Singapore Tax Incentives and Support Schemes: What Foreign Companies Need to Know in 2026
Published by Impetus Group Pte. Ltd | 06/04/2026
Beyond Singapore tax incentives, Singapore’s corporate tax framework is a key consideration for foreign companies establishing operations in the region. The headline corporate income tax rate is 17%, applied on a territorial basis with a single-tier system that eliminates double taxation at the shareholder level. There is no tax on dividends distributed by Singapore-resident companies, and Singapore generally does not impose tax on capital gains.
Beyond the base tax rate, the government offers a range of tax incentive schemes, grants, and financing programmes designed to support business formation, innovation, internationalisation, and sustainable growth. This guide explains the principal schemes relevant to foreign companies in 2026, including updates announced in Budget 2026.

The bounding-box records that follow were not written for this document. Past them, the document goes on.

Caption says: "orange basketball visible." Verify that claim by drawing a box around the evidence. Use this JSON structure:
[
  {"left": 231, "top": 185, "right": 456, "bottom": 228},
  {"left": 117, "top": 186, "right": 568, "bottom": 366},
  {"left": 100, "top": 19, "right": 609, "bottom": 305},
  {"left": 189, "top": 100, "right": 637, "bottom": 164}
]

Key Developments in Budget 2026
Budget 2026, delivered on 12 February 2026, introduced several targeted measures that affect the tax incentive landscape for companies operating in Singapore. Foreign companies should note the following:
Corporate Income Tax Rebate for YA 2026
A CIT Rebate of 40% of tax payable will be granted for Year of Assessment (YA) 2026. Active companies that employed at least one local employee in calendar year 2025 will receive a minimum benefit of S$1,500 in the form of a CIT Rebate Cash Grant. The total maximum benefit (CIT Rebate plus Cash Grant) is capped at S$30,000 per company. The rebate is automatically computed by IRAS based on filed returns.
Enterprise Innovation Scheme (EIS) — AI Expenditure Enhancement
For YA 2027 and YA 2028, a new qualifying activity for artificial intelligence (AI)-related expenditure will be introduced under the EIS. Businesses may claim 400% tax deductions or allowances on up to S$50,000 of qualifying AI expenditure per YA. There is no option to convert this category of expenditure into a cash payout. The list of approved partner institutions for innovation projects will also be expanded to include the Sectoral AI Centre of Excellence for Manufacturing. IRAS will provide further details by 30 June 2026.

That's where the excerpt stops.